Her ladyship prided herself upon her bluntness and practicability. As she spoke she took her cheque-book out of her reticule, and, opening it, dipped her pen into the ink. I am inclined to think that the flutter of that cheque-book was her ladyship’s mistake. The girl had common sense, and must have seen the difficulties in the way of a marriage between the heir to an earldom and a linen-draper’s daughter; and had the old lady been a person of discernment, the interview might have ended more to her satisfaction. She made the error of judging the world by one standard, forgetting there are individualities. Mary Sewell came from a West of England stock that, in the days of Drake and Frobisher, had given more than one able-bodied pirate to the service of the country, and that insult of the cheque-book put the fight into her. Her lips closed with a little snap, and the fear fell from her.
“I am sorry I don’t see my way to obliging your ladyship,” she said.
“What do you mean, girl?” asked the elder woman.
“I don’t mean to be disappointed,” answered the girl, but she spoke quietly and respectfully. “We have pledged our word to one another. If he is a gentleman, as I know he is, he will keep his, and I shall keep mine.”
Then her ladyship began to talk reason, as people do when it is too late. She pointed out to the girl the difference of social position, and explained to her the miseries that come from marrying out of one’s station.
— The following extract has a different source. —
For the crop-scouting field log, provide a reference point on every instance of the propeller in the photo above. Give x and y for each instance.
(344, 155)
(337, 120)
But the girl by this time had got over her surprise, and perhaps had begun to reflect that, in any case, a countess-ship was worth fighting for. The best of women are influenced by such considerations.
* * * * *
“I am not a lady, I know,” she replied quietly, “but my people have always been honest folk, well known, and I shall try to learn. I am not wishing to speak disrespectfully of my betters, but I was in service before I came here, ma’am, as lady’s maid, in a place where I saw much of what is called Society. I think I can be as good a lady as some I know, if not better.”
The countess began to grow angry again. “And who do you think will receive you?” she cried, “a girl who has served in a pastry-cook’s shop!”
“Lady L— came from behind the bar,” Mary answered, “and that’s not much better. And the Duchess of C—, I have heard, was a ballet girl, but nobody seems to remember it. I don’t think the people whose opinion is worth having will object to me for very long.” The girl was beginning rather to enjoy the contest.
“You profess to love my son,” cried the countess fiercely, “and you are going to ruin his life. You will drag him down to your own level.”
The girl must have looked rather fine at that moment, I should dearly love to have been present.
“There will be no dragging down, my lady,” she replied, “on either side. I do love your son very dearly. He is one of the kindest and best of gentlemen. But I am not blind, and whatever amount of cleverness there may be between us belongs chiefly to me. I shall make it my duty to fit myself for the position of his wife, and to help him in his work. You need not fear, my lady, I shall be a good wife to him, and he shall never regret it. You might find him a richer wife, a better educated wife, but you will never find him a wife who will be more devoted to him and to his interests.”